Someone posted a link to ServerFault’s ‘magento’ tag, which drew me in and I answered a few questions to boost my (pathetic) karma on the StackExchange sites.

The magento tag and varnish tag have some great questions, and after several years of dealing with both, I’m equipped to give some good answers (IMHO), but then after cruising through the new questions for a while I start to feel a bit sad.

There’s lots of people just trying to solve their problems and getting help, and that’s great, but sometimes you come across a question and you think “this question comes from a really weird set of values / a sad situation / some horrible condition placed on you”. It’s kind of a culture shock maybe, and not just limited to technology sites.

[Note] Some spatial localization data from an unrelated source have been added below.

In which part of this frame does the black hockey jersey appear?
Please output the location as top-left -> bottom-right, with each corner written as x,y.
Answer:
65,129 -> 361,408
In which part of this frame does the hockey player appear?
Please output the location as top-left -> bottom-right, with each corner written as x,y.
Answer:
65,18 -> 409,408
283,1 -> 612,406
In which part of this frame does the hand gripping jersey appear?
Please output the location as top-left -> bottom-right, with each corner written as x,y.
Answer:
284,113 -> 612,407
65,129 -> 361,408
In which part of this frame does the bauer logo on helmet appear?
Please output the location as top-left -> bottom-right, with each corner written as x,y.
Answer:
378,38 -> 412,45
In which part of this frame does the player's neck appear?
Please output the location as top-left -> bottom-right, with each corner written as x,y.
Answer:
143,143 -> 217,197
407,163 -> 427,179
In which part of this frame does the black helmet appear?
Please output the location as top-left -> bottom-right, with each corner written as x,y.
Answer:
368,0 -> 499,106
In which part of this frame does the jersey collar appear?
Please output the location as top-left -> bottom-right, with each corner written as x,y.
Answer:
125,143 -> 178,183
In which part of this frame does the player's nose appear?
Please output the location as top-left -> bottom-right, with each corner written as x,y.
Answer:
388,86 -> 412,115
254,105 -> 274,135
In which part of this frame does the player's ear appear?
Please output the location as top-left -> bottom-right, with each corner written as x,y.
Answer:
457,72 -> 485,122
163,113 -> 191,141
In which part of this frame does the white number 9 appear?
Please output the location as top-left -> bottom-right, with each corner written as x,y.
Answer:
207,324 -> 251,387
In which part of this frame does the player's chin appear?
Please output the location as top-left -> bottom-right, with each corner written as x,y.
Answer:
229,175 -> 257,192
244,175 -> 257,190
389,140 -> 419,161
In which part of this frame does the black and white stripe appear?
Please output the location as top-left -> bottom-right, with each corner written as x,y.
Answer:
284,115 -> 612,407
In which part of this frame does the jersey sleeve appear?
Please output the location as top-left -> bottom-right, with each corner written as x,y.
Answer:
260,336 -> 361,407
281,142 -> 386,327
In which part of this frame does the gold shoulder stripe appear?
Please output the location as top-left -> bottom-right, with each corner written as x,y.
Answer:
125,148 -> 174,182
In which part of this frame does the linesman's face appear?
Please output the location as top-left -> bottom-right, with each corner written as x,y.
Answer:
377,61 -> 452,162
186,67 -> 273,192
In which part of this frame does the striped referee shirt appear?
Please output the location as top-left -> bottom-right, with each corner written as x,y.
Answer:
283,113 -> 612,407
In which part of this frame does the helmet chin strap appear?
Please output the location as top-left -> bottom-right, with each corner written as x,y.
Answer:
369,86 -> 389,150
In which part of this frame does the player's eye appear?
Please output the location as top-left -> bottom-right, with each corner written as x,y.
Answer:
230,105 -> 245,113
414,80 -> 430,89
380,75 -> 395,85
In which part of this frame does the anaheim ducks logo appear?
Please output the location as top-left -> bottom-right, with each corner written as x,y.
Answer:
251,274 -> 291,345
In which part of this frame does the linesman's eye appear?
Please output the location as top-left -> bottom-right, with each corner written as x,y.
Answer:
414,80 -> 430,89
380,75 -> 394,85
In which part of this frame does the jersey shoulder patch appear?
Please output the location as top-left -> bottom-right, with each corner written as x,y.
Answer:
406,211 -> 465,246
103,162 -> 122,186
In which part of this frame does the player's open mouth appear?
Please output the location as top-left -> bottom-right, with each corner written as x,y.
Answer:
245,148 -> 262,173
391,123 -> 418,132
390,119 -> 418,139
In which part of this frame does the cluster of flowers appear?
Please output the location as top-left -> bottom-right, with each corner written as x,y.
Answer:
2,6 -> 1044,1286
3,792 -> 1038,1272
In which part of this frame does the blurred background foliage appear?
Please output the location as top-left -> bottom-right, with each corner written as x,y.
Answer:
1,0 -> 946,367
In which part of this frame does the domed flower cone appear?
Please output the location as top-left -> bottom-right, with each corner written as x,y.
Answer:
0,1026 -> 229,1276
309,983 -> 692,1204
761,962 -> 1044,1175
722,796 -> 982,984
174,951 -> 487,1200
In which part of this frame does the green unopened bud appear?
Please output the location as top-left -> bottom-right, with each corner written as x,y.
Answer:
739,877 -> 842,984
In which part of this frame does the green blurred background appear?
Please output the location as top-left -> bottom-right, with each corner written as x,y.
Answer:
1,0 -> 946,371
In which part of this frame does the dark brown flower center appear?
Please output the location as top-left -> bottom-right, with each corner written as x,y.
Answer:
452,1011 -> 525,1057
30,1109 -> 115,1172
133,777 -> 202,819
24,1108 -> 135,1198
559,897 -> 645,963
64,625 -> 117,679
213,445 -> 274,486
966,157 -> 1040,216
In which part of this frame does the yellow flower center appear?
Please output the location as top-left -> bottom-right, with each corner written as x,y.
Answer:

This question on Bicycles StackExchange, “Can a bent hub damage my fork?” is the latest in a series of questions which could be rephrased as “How dangerous does my bike have to become before I fix it?”. To their credit, the community does jump in:

“If the axle is bent, the fork would only be my second concern, right after my teeth.” — arne

I think ServerFault gets me the most, because, as a system administrator and a programmer, I feel that there’s a higher bar (or that there should be) to looking after servers than for running code, in the level of experience you should have before doing important things.

Not to run down programming, because experience is super important there, too, but with administration you’re one rm away from a very bad day, at all times.